Qu’en est-il des compléments alimentaires: ont-ils une utilité ? 

Il est évident qu’un déséquilibre alimentaire et/ou une carence nutritionnelle doivent être corrigés par les moyens appropriés (supplémentation protéino-énergétique, vitaminique, minérale, etc…) lorsqu’ils ont été identifiés. 

Il est tout aussi évident et démontré par de nombreuses études que la prise incontrôlée de multiples compléments alimentaires est inutile et parfois même néfaste. Cette supplémentation anarchique et souvent aberrante par de nombreux composés multivitaminiques utilisés simultanément peut même parfois se révéler dangereuse par le risque de surdosage en certains éléments (vitamine A, sélénium par exemple..) dû à leur redondance au sein des différentes spécialités commercialisées. 

A quel âge commence-t-on à vieillir ? 

Nos organismes et les éléments qui les composent vieillissent tous de façon différente et à des vitesses variables. Certaines personnes semblent présenter une résistance relative au vieillissement, en partie héréditaire; on rencontre des familles au sein desquelles les individus terminent en majorité leur vie à un âge très avancé, sans altération préalable de leur état de santé. Inversement, d’autres personnes vieillissent plus rapidement et voient leur vie interrompue précocement, peut-être en raison de prédispositions génétiques à certaines affections, mais aussi et surtout en raison de modes de vie et de comportements individuels qui vont dilapider leur capital santé. 
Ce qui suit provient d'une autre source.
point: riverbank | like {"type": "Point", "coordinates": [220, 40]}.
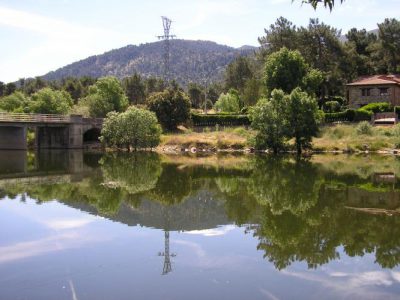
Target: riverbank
{"type": "Point", "coordinates": [332, 139]}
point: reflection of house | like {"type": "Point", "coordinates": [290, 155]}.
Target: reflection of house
{"type": "Point", "coordinates": [378, 88]}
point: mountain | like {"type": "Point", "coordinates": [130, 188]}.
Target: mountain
{"type": "Point", "coordinates": [190, 61]}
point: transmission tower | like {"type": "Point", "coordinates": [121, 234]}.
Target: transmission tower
{"type": "Point", "coordinates": [166, 38]}
{"type": "Point", "coordinates": [167, 256]}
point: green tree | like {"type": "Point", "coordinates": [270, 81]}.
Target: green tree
{"type": "Point", "coordinates": [229, 102]}
{"type": "Point", "coordinates": [389, 34]}
{"type": "Point", "coordinates": [327, 3]}
{"type": "Point", "coordinates": [137, 128]}
{"type": "Point", "coordinates": [48, 101]}
{"type": "Point", "coordinates": [268, 117]}
{"type": "Point", "coordinates": [303, 118]}
{"type": "Point", "coordinates": [284, 70]}
{"type": "Point", "coordinates": [196, 95]}
{"type": "Point", "coordinates": [10, 88]}
{"type": "Point", "coordinates": [172, 107]}
{"type": "Point", "coordinates": [106, 95]}
{"type": "Point", "coordinates": [16, 102]}
{"type": "Point", "coordinates": [134, 89]}
{"type": "Point", "coordinates": [74, 87]}
{"type": "Point", "coordinates": [281, 34]}
{"type": "Point", "coordinates": [238, 73]}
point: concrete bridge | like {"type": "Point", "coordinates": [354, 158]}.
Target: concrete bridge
{"type": "Point", "coordinates": [51, 131]}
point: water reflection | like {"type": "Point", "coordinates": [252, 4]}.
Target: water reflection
{"type": "Point", "coordinates": [298, 210]}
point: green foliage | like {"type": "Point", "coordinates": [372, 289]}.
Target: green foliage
{"type": "Point", "coordinates": [229, 102]}
{"type": "Point", "coordinates": [377, 107]}
{"type": "Point", "coordinates": [105, 96]}
{"type": "Point", "coordinates": [331, 107]}
{"type": "Point", "coordinates": [136, 128]}
{"type": "Point", "coordinates": [135, 89]}
{"type": "Point", "coordinates": [172, 108]}
{"type": "Point", "coordinates": [269, 118]}
{"type": "Point", "coordinates": [221, 119]}
{"type": "Point", "coordinates": [303, 118]}
{"type": "Point", "coordinates": [16, 102]}
{"type": "Point", "coordinates": [284, 117]}
{"type": "Point", "coordinates": [284, 70]}
{"type": "Point", "coordinates": [364, 128]}
{"type": "Point", "coordinates": [48, 101]}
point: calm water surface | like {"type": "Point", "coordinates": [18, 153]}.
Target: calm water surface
{"type": "Point", "coordinates": [144, 226]}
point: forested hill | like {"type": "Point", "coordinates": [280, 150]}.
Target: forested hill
{"type": "Point", "coordinates": [191, 61]}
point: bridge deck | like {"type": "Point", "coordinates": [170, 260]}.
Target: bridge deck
{"type": "Point", "coordinates": [33, 118]}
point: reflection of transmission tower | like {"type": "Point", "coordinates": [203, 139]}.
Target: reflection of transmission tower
{"type": "Point", "coordinates": [167, 256]}
{"type": "Point", "coordinates": [166, 37]}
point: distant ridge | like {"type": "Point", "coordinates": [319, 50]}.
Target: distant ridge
{"type": "Point", "coordinates": [191, 61]}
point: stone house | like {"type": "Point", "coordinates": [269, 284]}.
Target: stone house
{"type": "Point", "coordinates": [377, 88]}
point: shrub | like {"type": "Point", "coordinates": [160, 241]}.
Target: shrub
{"type": "Point", "coordinates": [331, 107]}
{"type": "Point", "coordinates": [221, 119]}
{"type": "Point", "coordinates": [137, 128]}
{"type": "Point", "coordinates": [362, 115]}
{"type": "Point", "coordinates": [364, 128]}
{"type": "Point", "coordinates": [377, 107]}
{"type": "Point", "coordinates": [172, 108]}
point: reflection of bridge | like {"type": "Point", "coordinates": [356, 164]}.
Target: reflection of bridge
{"type": "Point", "coordinates": [52, 131]}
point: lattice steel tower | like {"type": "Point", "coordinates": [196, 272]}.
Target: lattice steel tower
{"type": "Point", "coordinates": [166, 38]}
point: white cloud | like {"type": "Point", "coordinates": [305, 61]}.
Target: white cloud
{"type": "Point", "coordinates": [57, 43]}
{"type": "Point", "coordinates": [212, 232]}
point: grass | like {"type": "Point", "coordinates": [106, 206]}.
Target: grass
{"type": "Point", "coordinates": [352, 138]}
{"type": "Point", "coordinates": [227, 139]}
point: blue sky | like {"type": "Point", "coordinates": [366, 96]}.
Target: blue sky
{"type": "Point", "coordinates": [37, 36]}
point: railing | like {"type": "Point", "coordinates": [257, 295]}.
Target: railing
{"type": "Point", "coordinates": [33, 118]}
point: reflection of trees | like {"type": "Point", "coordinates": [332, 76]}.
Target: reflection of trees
{"type": "Point", "coordinates": [134, 173]}
{"type": "Point", "coordinates": [173, 186]}
{"type": "Point", "coordinates": [299, 214]}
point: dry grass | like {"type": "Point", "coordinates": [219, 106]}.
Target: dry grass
{"type": "Point", "coordinates": [346, 138]}
{"type": "Point", "coordinates": [234, 139]}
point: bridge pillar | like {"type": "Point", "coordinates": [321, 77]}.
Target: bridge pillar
{"type": "Point", "coordinates": [13, 137]}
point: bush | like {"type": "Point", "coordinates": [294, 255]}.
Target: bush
{"type": "Point", "coordinates": [362, 115]}
{"type": "Point", "coordinates": [137, 128]}
{"type": "Point", "coordinates": [331, 107]}
{"type": "Point", "coordinates": [221, 119]}
{"type": "Point", "coordinates": [172, 108]}
{"type": "Point", "coordinates": [364, 128]}
{"type": "Point", "coordinates": [377, 107]}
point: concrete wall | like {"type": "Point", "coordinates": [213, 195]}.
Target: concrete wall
{"type": "Point", "coordinates": [12, 137]}
{"type": "Point", "coordinates": [356, 99]}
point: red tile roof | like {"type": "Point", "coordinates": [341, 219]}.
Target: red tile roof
{"type": "Point", "coordinates": [377, 80]}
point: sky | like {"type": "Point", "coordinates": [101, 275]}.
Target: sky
{"type": "Point", "coordinates": [38, 36]}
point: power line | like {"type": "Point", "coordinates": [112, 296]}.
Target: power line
{"type": "Point", "coordinates": [166, 38]}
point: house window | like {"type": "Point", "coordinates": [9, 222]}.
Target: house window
{"type": "Point", "coordinates": [366, 92]}
{"type": "Point", "coordinates": [384, 91]}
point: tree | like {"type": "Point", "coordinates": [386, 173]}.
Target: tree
{"type": "Point", "coordinates": [238, 73]}
{"type": "Point", "coordinates": [303, 118]}
{"type": "Point", "coordinates": [106, 95]}
{"type": "Point", "coordinates": [195, 94]}
{"type": "Point", "coordinates": [134, 89]}
{"type": "Point", "coordinates": [16, 102]}
{"type": "Point", "coordinates": [48, 101]}
{"type": "Point", "coordinates": [137, 128]}
{"type": "Point", "coordinates": [10, 88]}
{"type": "Point", "coordinates": [326, 3]}
{"type": "Point", "coordinates": [281, 34]}
{"type": "Point", "coordinates": [229, 102]}
{"type": "Point", "coordinates": [268, 117]}
{"type": "Point", "coordinates": [2, 88]}
{"type": "Point", "coordinates": [283, 117]}
{"type": "Point", "coordinates": [74, 87]}
{"type": "Point", "coordinates": [389, 34]}
{"type": "Point", "coordinates": [284, 70]}
{"type": "Point", "coordinates": [172, 107]}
woman touching her face, looking for wrinkles

Quel sont les progrès réalisés dans la compréhension du processus de sénescence ? 
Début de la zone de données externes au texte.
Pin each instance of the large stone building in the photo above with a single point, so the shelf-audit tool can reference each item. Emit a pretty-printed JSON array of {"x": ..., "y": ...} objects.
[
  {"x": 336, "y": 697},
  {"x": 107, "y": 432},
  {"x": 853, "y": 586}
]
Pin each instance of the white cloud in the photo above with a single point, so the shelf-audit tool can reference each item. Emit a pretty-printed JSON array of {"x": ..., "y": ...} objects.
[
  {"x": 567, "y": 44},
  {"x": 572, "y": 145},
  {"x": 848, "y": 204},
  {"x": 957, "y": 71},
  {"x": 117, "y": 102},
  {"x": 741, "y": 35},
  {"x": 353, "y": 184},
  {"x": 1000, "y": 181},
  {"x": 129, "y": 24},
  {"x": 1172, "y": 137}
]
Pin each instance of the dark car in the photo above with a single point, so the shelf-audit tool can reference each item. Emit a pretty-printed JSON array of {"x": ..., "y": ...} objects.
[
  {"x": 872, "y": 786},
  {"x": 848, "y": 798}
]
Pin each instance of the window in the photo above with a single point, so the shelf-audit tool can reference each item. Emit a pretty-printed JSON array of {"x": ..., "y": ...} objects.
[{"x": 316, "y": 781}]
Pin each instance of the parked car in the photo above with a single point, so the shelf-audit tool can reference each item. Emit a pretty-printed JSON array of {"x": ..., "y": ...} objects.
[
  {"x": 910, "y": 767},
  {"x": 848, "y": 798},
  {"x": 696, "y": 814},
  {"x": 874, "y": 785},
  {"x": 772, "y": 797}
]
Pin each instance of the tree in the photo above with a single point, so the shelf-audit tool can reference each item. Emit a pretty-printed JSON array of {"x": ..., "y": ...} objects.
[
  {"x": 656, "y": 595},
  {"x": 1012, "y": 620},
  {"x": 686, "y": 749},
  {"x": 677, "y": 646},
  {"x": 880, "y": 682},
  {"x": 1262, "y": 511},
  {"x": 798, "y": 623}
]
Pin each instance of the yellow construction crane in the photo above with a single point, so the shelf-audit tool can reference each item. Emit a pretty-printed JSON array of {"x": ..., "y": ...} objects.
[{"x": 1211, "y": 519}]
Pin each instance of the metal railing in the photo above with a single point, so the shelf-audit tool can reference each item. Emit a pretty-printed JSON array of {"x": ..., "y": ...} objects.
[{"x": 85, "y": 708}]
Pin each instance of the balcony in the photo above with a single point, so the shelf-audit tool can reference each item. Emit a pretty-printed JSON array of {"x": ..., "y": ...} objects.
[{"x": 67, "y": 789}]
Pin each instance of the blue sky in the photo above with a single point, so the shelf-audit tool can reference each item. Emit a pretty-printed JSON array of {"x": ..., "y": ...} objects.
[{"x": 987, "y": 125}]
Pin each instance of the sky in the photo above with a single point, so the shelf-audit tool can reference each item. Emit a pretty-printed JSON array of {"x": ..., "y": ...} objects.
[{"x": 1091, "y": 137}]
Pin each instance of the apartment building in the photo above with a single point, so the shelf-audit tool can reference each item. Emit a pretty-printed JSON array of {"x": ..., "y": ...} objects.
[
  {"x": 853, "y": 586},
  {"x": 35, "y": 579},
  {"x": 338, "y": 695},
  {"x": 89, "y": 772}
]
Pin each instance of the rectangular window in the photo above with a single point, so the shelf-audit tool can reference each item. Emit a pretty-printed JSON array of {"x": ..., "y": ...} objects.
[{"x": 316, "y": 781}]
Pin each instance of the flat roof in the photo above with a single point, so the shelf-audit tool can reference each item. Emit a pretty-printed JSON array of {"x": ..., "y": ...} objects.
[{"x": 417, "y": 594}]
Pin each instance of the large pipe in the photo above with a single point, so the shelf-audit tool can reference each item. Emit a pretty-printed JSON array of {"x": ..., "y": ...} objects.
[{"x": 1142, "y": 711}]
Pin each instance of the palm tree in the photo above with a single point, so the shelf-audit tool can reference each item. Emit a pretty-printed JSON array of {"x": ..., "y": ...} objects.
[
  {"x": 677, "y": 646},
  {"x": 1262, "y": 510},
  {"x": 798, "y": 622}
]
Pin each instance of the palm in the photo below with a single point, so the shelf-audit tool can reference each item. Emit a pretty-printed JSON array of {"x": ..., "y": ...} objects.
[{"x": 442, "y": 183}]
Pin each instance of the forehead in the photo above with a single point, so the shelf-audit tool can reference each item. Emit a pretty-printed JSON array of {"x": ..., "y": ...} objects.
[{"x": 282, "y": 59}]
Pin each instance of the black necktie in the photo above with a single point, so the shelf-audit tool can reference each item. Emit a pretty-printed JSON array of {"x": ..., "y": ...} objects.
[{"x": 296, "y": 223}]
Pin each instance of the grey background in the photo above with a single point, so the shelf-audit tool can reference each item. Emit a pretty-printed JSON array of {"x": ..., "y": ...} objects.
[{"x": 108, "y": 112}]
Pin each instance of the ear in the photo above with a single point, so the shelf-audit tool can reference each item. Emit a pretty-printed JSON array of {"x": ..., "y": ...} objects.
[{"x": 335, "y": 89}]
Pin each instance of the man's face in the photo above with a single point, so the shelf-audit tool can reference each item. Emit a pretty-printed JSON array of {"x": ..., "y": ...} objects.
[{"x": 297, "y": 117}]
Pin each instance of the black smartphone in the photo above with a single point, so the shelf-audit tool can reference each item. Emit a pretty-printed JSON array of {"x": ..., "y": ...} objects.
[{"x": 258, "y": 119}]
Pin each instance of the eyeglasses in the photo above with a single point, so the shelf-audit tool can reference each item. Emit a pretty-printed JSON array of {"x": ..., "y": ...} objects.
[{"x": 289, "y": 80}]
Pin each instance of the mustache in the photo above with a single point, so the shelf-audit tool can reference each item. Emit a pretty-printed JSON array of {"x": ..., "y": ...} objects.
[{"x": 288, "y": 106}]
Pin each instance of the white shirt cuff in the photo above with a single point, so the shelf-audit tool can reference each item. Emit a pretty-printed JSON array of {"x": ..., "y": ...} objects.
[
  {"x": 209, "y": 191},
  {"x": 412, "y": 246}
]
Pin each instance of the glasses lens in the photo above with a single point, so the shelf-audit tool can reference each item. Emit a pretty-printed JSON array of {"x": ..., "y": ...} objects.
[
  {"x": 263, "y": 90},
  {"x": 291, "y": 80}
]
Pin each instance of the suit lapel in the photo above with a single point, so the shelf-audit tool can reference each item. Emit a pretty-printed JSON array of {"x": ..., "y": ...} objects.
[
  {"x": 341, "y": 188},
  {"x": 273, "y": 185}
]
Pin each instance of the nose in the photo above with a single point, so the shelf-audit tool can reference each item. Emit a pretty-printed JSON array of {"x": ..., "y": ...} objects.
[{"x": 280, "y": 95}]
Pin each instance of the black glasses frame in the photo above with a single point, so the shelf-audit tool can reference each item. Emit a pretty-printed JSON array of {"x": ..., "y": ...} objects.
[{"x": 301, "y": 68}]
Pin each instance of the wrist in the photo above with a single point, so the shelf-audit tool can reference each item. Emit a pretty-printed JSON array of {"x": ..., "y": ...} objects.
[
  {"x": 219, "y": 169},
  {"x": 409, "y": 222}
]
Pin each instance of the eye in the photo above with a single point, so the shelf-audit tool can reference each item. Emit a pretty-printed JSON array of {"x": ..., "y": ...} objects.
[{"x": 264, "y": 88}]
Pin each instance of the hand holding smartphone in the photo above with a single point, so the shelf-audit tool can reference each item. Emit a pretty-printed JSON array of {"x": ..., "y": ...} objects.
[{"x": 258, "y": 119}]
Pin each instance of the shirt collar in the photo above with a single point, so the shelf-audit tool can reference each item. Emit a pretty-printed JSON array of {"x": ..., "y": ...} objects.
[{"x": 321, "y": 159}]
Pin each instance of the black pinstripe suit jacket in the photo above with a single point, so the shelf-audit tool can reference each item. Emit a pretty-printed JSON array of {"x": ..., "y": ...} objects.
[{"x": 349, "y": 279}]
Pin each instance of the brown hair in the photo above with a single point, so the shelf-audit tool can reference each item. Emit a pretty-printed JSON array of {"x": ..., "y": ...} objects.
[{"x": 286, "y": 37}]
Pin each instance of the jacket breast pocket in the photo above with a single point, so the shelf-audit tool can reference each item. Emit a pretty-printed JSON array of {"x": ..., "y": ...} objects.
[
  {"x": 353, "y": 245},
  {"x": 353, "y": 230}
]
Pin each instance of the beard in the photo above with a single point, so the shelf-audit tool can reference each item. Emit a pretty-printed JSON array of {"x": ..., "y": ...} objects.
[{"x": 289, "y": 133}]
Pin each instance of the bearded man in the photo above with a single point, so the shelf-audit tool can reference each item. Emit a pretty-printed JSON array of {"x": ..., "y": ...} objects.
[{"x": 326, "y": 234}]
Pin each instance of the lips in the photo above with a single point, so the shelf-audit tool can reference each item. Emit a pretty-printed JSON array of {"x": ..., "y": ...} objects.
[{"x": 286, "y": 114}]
Depuis l’observation initiale, dans les années 30, que la restriction calorique prolongeait la durée de vie de la plupart des organismes, il a été démontré que de nombreuses interventions biomédicales étaient capables d’interférer avec le processus de sénescence. 

Plus récemment, on a découvert qu’un mécanisme génétique universel, hautement conservé au cours de l’évolution, parait contrôler la rapidité du processus de vieillissement dans la plupart des espèces. Autrement dit, les mêmes gènes, encodant les mêmes voies biochimiques, sont susceptibles de modifier la rapidité du processus de vieillissement aussi bien chez la levure que chez le vers, la mouche ou la souris. 

A mesure que notre compréhension du vieillissement progresse et que de nouvelles voies biochimiques sont découvertes, des stratégies thérapeutiques sont développées qui nous permettent de bloquer partiellement les rouages intimes du vieillissement. Les produits destinés à neutraliser certaines molécules toxiques produite par notre propre métabolisme, à éliminer les cellules sénescentes qui contaminent notre organise, à maintenir notre production de molécules énergétiques (ATP), à activer nos mécanismes de maintenance et de réparation cellulaires et à favoriser la communication chimique entre les cellules font partie des moyens pharmacologiques dont nous disposons actuellement. Ralentir le processus biologique de la sénescence représente donc une autre étape importante dans la lutte contre le vieillissement.